Writing Machines is the course website for English 170L at Pomona College in Claremont, California.
polonium-210 deep-sixing
I can't take the Alexander Litvinenko saga seriously. For some reason it seems entirely anachronistic, when I'm scanning the news online, to read about an ex-Russian spy being poisoned with radioactive material. It's too... 80's... or something.
But I don't know if anyone else feels that way, and it's one of those things that seems like it ought to be mutual. How do I know if something stands out against the zeitgeist if I'm not tapped in?
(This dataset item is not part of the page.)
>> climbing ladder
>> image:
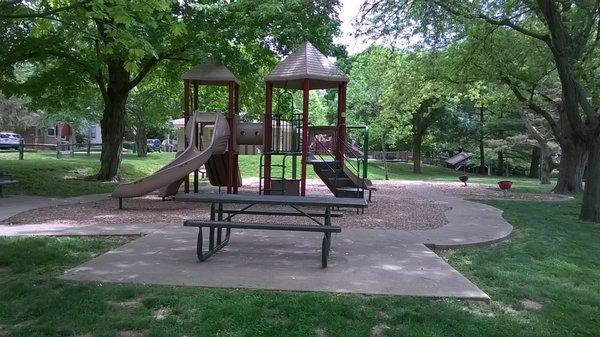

As it stands, everyone I know who's mentioned it has found it odd and amusing, in a general way, but that could just be the novelty of it -- it's not as if spies turn up dead and radioactive every day.
Except I'm sure they did in the 80's. Back when buying $25 mil. worth of polonium-210 to take out an ex-spy was not only not wasteful, but also way cool. Who in 2006 doesn't realize that killing someone with radioactive material is both self-destructive and guaranteed to leave an easily detectable trail (or maybe that's the point... I guess I figured this one out... alert Interpol)?
Actually, maybe I'm wrong about all this. There is something to a technologically traceable weapon in an age in which the details of life are more and more traceable. Maybe a polonium-210 deep-sixing is as modern as the internet. Although one might imagine the internet ultimately becoming effective enough to make the radioactive material part unnecessary. You know, it'll already be tracking our souls.